Named Alabama's No. 1 tourist stop of 2017 by the Alabama Tourism Department, Muscle Shoals Sound Studio has undergone an extensive renovation, funded in part by Beats Electronics, and is open for tours.
Located in northwestern Alabama in Sheffield, Muscle Shoals Sound Studio was once a sought-after recording location for some of the world's best-known musical acts. The building fell into disrepair years ago after being used for other things, including an appliance store. Inspired by the 2013 documentary "Muscle Shoals," officials from Beats Electronics provided nearly $1 million to renovate the studio. The main studio has been revamped with a 1970s feel that includes bright colors, retro chairs and a metal ashtray and vintage recording equipment fills the production booth.

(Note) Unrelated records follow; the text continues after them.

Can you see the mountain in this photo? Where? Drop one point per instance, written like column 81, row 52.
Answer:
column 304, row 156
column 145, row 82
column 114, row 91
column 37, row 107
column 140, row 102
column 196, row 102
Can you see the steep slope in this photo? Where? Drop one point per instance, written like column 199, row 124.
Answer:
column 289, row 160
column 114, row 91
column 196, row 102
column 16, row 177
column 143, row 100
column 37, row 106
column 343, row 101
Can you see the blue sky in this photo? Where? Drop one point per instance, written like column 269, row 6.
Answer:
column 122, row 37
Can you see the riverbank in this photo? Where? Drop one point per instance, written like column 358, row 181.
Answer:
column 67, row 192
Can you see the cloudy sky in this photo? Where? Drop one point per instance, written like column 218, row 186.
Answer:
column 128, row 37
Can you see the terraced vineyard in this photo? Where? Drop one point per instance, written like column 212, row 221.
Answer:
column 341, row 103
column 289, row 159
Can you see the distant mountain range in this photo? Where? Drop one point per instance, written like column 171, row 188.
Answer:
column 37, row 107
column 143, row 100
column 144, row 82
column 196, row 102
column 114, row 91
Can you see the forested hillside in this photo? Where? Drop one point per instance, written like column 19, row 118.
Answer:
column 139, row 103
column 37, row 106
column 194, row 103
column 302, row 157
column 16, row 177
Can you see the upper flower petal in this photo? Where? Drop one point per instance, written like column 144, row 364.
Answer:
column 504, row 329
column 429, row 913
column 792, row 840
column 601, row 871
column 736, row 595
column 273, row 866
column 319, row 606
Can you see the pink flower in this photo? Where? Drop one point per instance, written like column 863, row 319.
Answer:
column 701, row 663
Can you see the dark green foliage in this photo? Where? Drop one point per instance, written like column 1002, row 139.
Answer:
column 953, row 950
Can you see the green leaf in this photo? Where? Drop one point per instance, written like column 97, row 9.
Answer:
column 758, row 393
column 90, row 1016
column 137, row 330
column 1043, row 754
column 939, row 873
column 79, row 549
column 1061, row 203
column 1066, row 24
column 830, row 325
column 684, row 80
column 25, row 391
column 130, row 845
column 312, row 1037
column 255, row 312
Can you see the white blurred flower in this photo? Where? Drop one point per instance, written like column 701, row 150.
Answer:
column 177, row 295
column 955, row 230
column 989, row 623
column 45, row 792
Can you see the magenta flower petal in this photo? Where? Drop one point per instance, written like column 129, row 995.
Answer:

Built around 1946, the building is on the National Register of Historic Places. It opened as a studio in 1969 after a group of local musicians known as "The Swampers" (David Hood, Jimmy Johnson, Roger Hawkins and Barry Beckett) broke away from nearby FAME Recording Studios, another recording landmark. From 1969 to 1978, artists from all over the world traveled here to record, including Mick Jagger, Aretha Franklin, Wilson Pickett, Willie Nelson, Percy Sledge, Rod Stewart, Bob Seger and Lynyrd Skynyrd. The Rolling Stones recorded "Brown Sugar" and "Wild Horses" here for their "Sticky Fingers" album. The building became known widely as 3614 Jackson Highway after Cher titled the first album recorded at the studio in 1969 by its address. It was also featured in the Stones' 1970 rockumentary "Gimme Shelter."
Today, the studio is owned and operated by the Muscle Shoals Music Foundation and is open for tours with plans to be a working recording facility in the coming months. Tour times are at 10:30 a.m., 11:30.a.m., 12:30.p.m., 1:30.p.m., 2:30.p.m. and 3:30 p.m.